WORLD France starts COVID-19 vaccinations as 78-year-old woman receives first dose


France starts COVID-19 vaccinations as 78-year-old woman receives first dose


22:11, December 27, 2020

PARIS, Dec. 27 (Xinhua) -- A 78-year-old woman received the first dose of vaccine in France on Sunday morning, marking the start of the vaccination campaign in the west European country.

People wearing face masks walk past decorations of a department store in Paris on December 24, 2020, on Christmas Eve, amid the COVID-19 pandemic, caused by the novel coronavirus. (Photo: AFP)

The woman was a former housekeeper and now resident of the long-term care unit of a hospital in north Paris.

"Ca va (I am fine). Perfect," said the elderly woman, as images on BFM TV showed, after receiving the vaccine and applauded by caregivers in a hospital in Sevran, Seine-Saint-Denis, a department which has paid a heavy price for the epidemic.

"We have a new weapon against the virus: the vaccine," tweeted President Emmanuel Macron minutes after the vaccination campaign officially kicked off.

"The vaccine will not be compulsory. Let us have confidence in our researchers and doctors.

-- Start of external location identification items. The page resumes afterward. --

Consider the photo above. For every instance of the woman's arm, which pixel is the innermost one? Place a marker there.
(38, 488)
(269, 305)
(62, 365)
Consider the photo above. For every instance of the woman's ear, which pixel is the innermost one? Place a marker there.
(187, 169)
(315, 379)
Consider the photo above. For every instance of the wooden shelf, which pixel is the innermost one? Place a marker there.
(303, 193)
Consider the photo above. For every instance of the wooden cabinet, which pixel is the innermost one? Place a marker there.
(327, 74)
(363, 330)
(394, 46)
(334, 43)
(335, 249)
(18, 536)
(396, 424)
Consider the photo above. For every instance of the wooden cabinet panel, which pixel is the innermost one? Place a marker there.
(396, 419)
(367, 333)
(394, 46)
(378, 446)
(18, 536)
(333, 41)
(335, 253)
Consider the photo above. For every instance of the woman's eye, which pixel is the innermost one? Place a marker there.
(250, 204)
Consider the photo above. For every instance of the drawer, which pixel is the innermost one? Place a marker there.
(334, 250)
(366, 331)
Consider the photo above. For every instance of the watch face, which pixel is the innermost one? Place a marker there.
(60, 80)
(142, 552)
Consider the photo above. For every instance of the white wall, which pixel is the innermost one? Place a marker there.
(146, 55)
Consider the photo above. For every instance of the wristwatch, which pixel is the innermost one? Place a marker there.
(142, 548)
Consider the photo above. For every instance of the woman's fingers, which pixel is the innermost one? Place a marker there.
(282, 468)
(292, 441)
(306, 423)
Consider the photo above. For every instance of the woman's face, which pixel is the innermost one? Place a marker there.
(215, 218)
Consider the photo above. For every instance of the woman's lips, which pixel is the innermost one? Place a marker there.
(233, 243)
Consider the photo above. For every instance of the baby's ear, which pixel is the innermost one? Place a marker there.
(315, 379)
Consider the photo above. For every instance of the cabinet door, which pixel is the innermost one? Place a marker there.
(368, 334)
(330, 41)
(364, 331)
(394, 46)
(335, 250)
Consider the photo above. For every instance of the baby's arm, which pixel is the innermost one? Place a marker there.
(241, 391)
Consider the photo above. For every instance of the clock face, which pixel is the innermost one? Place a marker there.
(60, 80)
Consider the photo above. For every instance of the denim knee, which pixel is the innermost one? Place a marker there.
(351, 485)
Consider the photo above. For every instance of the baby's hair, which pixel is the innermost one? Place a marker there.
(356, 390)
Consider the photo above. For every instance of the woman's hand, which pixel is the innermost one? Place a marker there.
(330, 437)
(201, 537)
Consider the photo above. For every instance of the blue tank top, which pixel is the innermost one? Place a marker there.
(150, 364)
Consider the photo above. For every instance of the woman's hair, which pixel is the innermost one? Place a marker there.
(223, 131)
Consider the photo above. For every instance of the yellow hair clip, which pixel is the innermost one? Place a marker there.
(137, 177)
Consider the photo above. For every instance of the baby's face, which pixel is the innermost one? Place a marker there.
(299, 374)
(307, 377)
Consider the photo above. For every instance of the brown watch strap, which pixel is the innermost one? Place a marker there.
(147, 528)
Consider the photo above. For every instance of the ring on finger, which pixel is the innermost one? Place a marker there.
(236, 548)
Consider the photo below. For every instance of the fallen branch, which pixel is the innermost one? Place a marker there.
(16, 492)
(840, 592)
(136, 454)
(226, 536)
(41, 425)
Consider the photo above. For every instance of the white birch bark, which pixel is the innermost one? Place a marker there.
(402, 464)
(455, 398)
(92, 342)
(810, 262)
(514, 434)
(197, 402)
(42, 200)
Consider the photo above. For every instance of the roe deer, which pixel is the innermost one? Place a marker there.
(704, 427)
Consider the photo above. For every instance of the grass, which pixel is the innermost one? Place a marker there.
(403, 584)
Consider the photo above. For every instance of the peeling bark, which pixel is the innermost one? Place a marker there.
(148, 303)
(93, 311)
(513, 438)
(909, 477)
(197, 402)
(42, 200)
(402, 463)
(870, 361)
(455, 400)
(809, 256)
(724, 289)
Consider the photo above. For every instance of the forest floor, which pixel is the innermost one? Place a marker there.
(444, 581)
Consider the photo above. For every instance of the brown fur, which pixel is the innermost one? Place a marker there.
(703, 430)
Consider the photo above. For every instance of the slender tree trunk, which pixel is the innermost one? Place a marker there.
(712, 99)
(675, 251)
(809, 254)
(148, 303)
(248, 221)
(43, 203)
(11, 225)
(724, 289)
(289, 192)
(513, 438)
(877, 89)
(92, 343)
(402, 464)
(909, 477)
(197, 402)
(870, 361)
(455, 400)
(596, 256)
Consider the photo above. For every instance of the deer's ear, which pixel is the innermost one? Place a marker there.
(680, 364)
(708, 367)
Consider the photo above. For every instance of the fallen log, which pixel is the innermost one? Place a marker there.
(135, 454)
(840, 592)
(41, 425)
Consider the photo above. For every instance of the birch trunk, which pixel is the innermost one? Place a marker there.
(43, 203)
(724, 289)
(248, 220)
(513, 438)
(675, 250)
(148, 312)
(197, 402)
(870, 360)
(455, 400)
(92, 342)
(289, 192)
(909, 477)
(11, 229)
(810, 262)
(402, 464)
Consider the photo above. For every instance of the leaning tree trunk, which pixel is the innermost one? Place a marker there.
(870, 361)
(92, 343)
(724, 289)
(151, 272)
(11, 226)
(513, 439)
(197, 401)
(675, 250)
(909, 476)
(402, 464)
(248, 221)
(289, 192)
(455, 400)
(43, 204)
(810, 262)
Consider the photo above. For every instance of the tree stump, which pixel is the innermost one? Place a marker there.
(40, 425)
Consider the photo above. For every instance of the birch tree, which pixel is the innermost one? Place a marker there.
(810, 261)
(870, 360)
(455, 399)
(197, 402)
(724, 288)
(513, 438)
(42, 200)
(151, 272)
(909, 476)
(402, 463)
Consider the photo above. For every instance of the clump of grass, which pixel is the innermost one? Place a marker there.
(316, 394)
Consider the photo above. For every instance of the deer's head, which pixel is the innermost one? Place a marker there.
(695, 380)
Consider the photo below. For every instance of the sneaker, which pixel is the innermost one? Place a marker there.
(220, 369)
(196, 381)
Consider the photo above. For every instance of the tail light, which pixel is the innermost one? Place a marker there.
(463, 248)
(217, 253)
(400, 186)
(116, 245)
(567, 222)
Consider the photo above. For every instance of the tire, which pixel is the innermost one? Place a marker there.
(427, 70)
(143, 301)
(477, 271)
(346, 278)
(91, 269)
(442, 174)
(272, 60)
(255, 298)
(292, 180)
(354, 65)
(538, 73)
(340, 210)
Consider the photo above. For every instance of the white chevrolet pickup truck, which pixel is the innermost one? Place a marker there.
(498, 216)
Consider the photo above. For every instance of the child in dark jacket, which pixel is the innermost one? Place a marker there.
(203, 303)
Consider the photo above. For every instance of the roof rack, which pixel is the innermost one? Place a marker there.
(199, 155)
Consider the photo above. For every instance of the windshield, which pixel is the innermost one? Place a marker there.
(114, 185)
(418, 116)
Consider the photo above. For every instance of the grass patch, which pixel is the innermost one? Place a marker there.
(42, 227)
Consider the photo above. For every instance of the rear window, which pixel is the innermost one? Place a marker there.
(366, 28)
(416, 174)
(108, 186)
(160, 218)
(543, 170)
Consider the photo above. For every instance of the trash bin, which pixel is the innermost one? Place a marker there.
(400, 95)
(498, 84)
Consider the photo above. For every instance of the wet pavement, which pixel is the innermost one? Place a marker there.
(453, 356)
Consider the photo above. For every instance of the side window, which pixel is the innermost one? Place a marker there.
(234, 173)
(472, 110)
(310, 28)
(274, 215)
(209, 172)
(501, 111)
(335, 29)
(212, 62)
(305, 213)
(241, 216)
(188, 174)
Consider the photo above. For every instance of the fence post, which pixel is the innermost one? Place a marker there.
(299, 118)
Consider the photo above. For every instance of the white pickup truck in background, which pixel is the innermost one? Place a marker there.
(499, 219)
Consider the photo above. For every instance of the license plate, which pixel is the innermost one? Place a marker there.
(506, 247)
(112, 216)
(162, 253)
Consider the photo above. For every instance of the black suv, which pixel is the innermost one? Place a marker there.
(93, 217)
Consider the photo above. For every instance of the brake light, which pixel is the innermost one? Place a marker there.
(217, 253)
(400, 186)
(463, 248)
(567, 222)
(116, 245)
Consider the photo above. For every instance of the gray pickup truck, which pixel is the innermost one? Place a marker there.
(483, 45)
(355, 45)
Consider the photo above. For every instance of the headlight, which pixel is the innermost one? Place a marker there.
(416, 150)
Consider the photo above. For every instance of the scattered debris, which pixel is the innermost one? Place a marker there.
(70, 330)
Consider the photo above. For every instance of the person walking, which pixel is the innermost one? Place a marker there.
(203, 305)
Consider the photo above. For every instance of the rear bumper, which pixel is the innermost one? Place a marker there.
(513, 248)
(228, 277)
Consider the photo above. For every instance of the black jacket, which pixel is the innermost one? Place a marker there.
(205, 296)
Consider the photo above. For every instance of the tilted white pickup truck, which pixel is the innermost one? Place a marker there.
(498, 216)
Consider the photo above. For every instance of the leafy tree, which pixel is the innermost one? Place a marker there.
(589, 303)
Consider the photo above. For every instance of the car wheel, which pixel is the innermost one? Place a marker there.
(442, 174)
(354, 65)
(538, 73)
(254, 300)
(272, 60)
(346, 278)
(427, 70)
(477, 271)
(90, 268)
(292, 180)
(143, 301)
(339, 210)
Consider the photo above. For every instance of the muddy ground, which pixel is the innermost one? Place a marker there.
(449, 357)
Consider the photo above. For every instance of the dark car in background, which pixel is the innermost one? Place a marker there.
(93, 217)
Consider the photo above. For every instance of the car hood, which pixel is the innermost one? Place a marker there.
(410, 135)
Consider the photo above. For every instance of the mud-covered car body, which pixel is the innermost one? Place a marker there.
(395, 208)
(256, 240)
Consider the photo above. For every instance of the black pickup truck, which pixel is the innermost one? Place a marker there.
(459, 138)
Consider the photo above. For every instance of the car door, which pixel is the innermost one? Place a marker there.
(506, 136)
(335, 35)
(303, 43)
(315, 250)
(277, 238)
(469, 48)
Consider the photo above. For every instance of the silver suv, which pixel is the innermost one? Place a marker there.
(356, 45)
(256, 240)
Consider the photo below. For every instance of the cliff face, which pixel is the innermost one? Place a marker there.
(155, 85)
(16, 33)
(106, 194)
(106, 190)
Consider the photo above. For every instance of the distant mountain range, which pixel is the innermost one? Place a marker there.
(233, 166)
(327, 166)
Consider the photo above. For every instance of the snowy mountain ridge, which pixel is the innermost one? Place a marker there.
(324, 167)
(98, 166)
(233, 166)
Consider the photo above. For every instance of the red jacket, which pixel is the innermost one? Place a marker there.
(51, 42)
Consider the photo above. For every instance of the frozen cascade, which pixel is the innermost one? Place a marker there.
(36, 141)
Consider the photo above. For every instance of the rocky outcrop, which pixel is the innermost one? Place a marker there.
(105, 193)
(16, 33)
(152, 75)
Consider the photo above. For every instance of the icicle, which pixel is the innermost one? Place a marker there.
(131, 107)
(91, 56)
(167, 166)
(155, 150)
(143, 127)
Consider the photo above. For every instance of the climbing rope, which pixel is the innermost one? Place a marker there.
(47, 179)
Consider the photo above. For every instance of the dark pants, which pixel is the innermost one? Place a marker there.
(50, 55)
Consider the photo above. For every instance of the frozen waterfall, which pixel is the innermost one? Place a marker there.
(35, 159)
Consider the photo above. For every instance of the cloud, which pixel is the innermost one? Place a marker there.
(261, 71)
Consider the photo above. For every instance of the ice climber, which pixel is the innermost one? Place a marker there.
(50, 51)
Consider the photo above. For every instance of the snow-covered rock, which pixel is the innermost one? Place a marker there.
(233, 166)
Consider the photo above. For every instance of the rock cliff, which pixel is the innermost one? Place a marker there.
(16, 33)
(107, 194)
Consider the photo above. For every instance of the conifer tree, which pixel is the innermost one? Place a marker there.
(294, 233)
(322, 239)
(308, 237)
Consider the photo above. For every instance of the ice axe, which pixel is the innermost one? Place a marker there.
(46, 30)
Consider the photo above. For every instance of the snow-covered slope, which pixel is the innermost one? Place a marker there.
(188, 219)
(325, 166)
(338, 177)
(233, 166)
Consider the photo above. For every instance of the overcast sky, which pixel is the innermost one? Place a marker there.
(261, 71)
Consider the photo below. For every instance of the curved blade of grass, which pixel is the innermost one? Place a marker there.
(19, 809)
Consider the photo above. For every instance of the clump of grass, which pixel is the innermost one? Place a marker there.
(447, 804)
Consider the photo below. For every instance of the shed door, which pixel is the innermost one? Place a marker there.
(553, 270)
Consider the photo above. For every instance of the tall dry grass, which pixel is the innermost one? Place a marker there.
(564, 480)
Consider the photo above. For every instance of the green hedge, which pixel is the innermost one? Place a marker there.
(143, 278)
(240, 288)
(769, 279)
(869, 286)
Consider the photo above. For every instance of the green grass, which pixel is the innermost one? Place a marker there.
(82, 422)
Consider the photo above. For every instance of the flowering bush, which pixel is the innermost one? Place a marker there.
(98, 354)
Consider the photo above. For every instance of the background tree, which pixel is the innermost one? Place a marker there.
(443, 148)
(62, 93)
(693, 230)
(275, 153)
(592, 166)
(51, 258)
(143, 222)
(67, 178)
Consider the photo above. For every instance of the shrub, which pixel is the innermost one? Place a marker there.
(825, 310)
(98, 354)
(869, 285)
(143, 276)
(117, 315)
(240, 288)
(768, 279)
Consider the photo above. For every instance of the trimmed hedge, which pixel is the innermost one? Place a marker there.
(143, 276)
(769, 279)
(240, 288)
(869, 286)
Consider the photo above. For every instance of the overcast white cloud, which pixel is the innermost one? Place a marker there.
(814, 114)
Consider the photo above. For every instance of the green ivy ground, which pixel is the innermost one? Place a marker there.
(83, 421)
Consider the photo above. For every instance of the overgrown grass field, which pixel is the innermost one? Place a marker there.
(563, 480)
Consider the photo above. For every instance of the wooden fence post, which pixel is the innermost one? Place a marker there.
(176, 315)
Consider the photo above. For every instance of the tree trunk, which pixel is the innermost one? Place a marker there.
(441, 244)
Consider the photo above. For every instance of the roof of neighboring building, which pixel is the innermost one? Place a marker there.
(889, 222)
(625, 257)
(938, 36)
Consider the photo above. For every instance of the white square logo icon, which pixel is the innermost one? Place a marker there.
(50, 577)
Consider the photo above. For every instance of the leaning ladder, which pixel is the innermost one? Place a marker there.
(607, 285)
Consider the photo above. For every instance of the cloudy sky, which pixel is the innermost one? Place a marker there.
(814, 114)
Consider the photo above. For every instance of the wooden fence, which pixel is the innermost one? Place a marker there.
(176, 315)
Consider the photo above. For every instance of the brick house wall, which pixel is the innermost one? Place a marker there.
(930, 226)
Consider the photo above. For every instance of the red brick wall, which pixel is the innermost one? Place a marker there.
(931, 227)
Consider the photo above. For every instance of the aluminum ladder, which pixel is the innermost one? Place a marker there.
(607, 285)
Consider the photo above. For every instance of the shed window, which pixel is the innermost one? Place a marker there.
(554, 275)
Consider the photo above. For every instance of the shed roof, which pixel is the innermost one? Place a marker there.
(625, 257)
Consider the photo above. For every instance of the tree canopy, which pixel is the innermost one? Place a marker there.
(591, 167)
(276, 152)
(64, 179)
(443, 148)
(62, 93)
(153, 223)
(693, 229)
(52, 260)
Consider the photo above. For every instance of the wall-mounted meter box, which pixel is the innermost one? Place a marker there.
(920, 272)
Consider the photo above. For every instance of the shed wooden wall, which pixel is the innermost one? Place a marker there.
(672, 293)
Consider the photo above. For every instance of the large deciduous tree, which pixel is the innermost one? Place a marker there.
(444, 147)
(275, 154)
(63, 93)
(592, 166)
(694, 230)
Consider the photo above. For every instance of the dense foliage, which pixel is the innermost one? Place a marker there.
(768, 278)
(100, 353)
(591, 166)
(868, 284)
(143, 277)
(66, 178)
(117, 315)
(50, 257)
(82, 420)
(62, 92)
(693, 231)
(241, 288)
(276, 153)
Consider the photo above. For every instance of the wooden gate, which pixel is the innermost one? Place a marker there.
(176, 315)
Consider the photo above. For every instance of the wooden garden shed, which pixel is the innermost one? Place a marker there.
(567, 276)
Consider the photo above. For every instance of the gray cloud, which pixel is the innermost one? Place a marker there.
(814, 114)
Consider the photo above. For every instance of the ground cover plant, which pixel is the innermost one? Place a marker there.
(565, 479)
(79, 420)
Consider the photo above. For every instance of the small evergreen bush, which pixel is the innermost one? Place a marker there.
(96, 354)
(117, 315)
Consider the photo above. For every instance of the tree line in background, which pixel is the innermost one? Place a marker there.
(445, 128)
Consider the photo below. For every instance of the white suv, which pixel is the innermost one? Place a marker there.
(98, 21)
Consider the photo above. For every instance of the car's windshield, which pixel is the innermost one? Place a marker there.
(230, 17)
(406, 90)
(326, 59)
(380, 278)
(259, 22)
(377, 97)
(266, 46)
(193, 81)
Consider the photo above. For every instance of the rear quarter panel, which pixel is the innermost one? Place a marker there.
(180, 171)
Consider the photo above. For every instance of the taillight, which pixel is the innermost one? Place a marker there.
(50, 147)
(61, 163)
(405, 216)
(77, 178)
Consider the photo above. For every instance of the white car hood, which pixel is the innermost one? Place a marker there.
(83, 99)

We are the land of the Enlightenment and the Pastor, reason and science must guide us," he added.

This photograph taken on December 17, 2020, shows a Christmas Tree with a bottle reading "Vaccine Covid-19" among surgical masks as an illustration, in Paris. (Photo: AFP)

Only 40 percent of French people surveyed say "they certainly or probably want to be vaccinated," according to the weekly epidemiological update of Public Health France published on Thursday evening.

The French government has planned a gradual roll-out plan to invite citizens, on a voluntary basis and free of charge, to receive COVID-19 vaccine.

The authorities are aiming to have 1 million people, among the oldest and most vulnerable, vaccinated against COVID-19 by the end of February in the country's 7,000 nursing homes and related facilities.

To date, France has reported more than 2.6 million cases and over 62,000 deaths, according to the Center for Systems Science and Engineering at Johns Hopkins University.